OS PREÇOS ESTÃO PELA HORA DA MORTE!

             Foi botar o pé dentro do supermercado e me veio Dona Márcia, uma senhora conhecida de há muito quando ainda existia o Partido Comunista Brasileiro e nós éramos militantes aguerridos, crentes de que fazendo a revolução resolveríamos todos os problemas sociais e viveríamos num país justo, aliás, mais do que um país, viveríamos num mundo de justiça social e paz permanente, pois a revolução é uma causa internacional e comunismo só será viável se implantado no mundo todo.

Aproximou-se com passos confiantes, tomou-me pelo braço e me arrastou para longe dos caixas, pôs as duas sacolas no chão e só então me cumprimentou, como antigamente, chamando-me de camarada e exaltando os trabalhadores que ainda farão a tomada do poder neste país. Qualquer um, disse confiante, qualquer um que fizer compras hoje neste supermercado será um revolucionário em potencial!

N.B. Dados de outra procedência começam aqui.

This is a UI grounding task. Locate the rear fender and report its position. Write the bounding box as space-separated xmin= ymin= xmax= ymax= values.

É preciso ver, camarada! É uma revolta total aí dentro, não há um que esteja satisfeito com os preços, nem mesmo os funcionários, que aliás, nunca foram funcionários, são trabalhadores insatisfeitos com o sistema!

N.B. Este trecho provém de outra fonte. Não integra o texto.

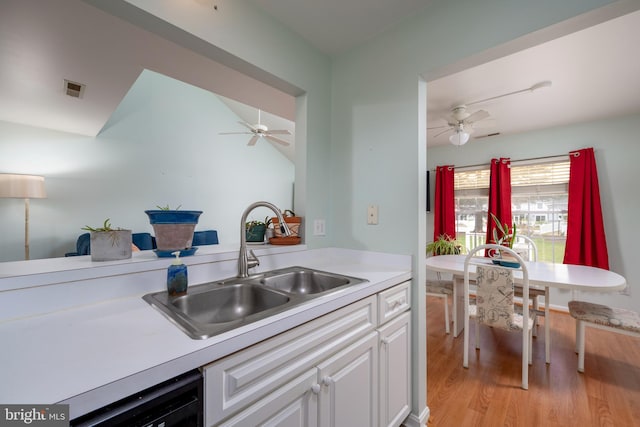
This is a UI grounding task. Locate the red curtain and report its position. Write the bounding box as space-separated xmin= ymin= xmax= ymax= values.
xmin=564 ymin=148 xmax=609 ymax=270
xmin=433 ymin=166 xmax=456 ymax=240
xmin=486 ymin=158 xmax=513 ymax=243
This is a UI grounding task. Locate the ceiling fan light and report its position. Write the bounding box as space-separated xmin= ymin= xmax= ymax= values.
xmin=449 ymin=131 xmax=469 ymax=145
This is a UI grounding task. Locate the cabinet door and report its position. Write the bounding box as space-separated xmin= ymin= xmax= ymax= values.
xmin=378 ymin=312 xmax=411 ymax=426
xmin=220 ymin=368 xmax=320 ymax=427
xmin=318 ymin=332 xmax=378 ymax=427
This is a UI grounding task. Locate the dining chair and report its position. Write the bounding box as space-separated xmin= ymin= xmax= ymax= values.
xmin=569 ymin=301 xmax=640 ymax=372
xmin=462 ymin=244 xmax=536 ymax=390
xmin=425 ymin=272 xmax=453 ymax=334
xmin=513 ymin=234 xmax=551 ymax=363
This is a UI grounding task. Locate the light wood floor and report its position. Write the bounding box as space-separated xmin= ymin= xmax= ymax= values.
xmin=427 ymin=297 xmax=640 ymax=427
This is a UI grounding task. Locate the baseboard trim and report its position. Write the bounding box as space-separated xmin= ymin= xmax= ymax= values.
xmin=402 ymin=406 xmax=431 ymax=427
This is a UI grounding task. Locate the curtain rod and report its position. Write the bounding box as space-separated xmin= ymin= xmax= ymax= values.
xmin=432 ymin=154 xmax=569 ymax=171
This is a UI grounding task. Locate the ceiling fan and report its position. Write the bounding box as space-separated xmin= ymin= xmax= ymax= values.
xmin=427 ymin=81 xmax=551 ymax=145
xmin=428 ymin=105 xmax=490 ymax=145
xmin=219 ymin=110 xmax=291 ymax=146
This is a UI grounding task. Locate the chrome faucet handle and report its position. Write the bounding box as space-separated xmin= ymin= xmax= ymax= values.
xmin=247 ymin=249 xmax=260 ymax=268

Eu ainda não estava entre os ‘nenhum que estavam insatisfeitos’, com o dinheiro contado, fui às compras. Passei no caixa e paguei aproximadamente o valor que tencionara gastar e saí do supermercado com um pouco mais do a metade das compras que planejei levar para casa. É, os preços estão pela hora da morte!

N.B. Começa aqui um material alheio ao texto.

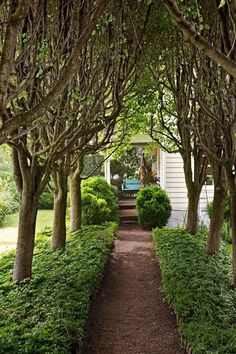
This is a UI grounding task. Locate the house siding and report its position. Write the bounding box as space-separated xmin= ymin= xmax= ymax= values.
xmin=160 ymin=153 xmax=214 ymax=211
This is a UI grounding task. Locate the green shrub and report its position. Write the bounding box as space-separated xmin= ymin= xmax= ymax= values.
xmin=39 ymin=188 xmax=54 ymax=209
xmin=0 ymin=224 xmax=115 ymax=354
xmin=82 ymin=177 xmax=118 ymax=225
xmin=153 ymin=228 xmax=236 ymax=354
xmin=82 ymin=193 xmax=110 ymax=225
xmin=136 ymin=186 xmax=171 ymax=229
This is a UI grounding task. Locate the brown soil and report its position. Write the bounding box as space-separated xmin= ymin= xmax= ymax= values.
xmin=83 ymin=225 xmax=186 ymax=354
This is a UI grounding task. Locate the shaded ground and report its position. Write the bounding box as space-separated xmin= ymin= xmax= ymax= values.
xmin=83 ymin=224 xmax=186 ymax=354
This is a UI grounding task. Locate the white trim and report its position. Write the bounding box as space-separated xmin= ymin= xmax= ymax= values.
xmin=160 ymin=150 xmax=166 ymax=189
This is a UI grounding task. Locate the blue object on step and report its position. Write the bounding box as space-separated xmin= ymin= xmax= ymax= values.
xmin=122 ymin=178 xmax=141 ymax=192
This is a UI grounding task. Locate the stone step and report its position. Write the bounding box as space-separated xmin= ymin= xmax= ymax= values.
xmin=117 ymin=209 xmax=137 ymax=218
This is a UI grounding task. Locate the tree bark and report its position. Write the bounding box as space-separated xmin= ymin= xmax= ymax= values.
xmin=187 ymin=189 xmax=200 ymax=235
xmin=70 ymin=170 xmax=82 ymax=232
xmin=231 ymin=191 xmax=236 ymax=288
xmin=13 ymin=184 xmax=39 ymax=283
xmin=206 ymin=163 xmax=227 ymax=254
xmin=51 ymin=169 xmax=68 ymax=250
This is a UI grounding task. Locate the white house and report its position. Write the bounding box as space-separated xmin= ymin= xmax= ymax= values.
xmin=105 ymin=134 xmax=214 ymax=225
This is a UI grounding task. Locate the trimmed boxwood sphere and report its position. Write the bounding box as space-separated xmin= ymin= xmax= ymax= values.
xmin=136 ymin=186 xmax=171 ymax=230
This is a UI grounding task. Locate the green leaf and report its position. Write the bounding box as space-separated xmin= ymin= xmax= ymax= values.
xmin=218 ymin=0 xmax=225 ymax=9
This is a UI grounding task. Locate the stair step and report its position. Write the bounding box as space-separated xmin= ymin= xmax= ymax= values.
xmin=117 ymin=209 xmax=137 ymax=218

Dá uma ajuda, moço! Sim, ainda mais se me chamar de moço! Descontei mais alguns produtos das minhas sacolas e segui até o carro levando junto comigo os tempos de mocidade. Há quase quarenta anos, quando era mesmo moço, os ideais revolucionários sangravam nas veias abertas da América Latina e os indígenas andavam pelas ruas pedindo uma ajuda, quase sempre um pão velho nas portas das casas.

Guardei o que me sobrou de compras no carro, bati a porta fui para o lado do motorista, mas não entrei, as mãos não queriam abrir a porta, então as coloquei sobre o capô e fiquei olhando ao redor, só então percebi o que a camarada insistia em me dizer. O estacionamento estava abarrotado de carros relativamente novos e as pessoas dos carros estavam envelhecidas em reclamações dos preços do supermercado. Reconheci uma voz ao longe que, acompanhada de gestos largos dizia: Camarada, é disso que nos alimentamos!